Monkey Marc‘s “Post Traumatic Dub” hisses and wheezes with a sprightly stepping rhythm, wonky noises infusing the steady groove with a sense of cyberpunk fizz. The melodies almost flicker out with a flavour and mood much more upbeat than the title might suggest. It’s a nice piece of work, cooked up in Marc’s Melbourne dub kitchen, appropriately enough with the help of a venerable Emulator III and an MPC 3000.

On the flipside, “Deception Dub” ups the ante somewhat, a cycling tune introducing some earth-shattering fractured beats and a thumping low-end bassline that gets the speakers quivering. Here the oddity comes in trails whispering out in the echo and peaking filter squitters that drip vaporously around the tune, and it soon becomes a engrossing instrumental meditation on the interplay of heaviness and lighter-than-airiness.

The party atmosphere of UK soundsystem originator Peter King‘s chiptune-infused “One Shot Of Vodka” ripples off from where the classic blues number “One Bourbon, One Scotch, One Beer” led its many singers on a merry chase(r), but King’s got heftier backing and a livelier vocal style going on here. The dancehall vibes are strong, and not just musically, King boasting and toasting as he drinks his way through the bar, chatting all the time and demanding that the audience “Bring me drink over here… If I drink a lickle wine, I will feel well fine, and if I drink whisky, I might feel frisky”. So far, so ironically bombastic, and as he progresses through the boozing it seems that his beer goggles are in full effect — but he soon becomes the victim of his own self-deprecating misadventures.
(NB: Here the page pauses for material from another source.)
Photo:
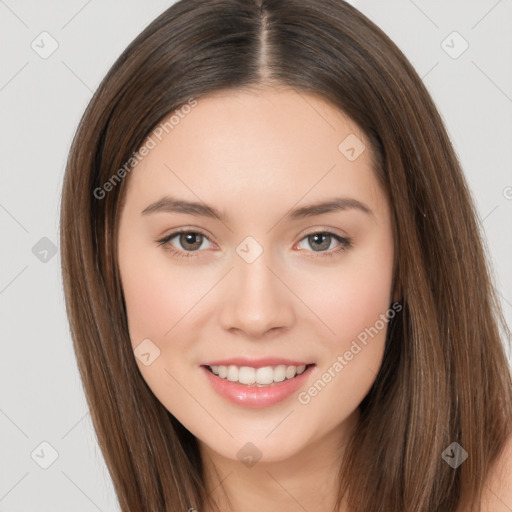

It’s an engaging tune that is both easy to dance to and nod along to King’s wry observations on the pleasures and dangers of the demon drink. Jahtari stalwarts Art and Naram lively up the dub cut of their “Honeybadger Riddim” in fine style, and what it loses in woozy booziness without King’s entertaining vocals it makes up for with all the dub tricknology the duo can invest into another nifty slice of swinging digidub from the Disrupt studios. Cheers!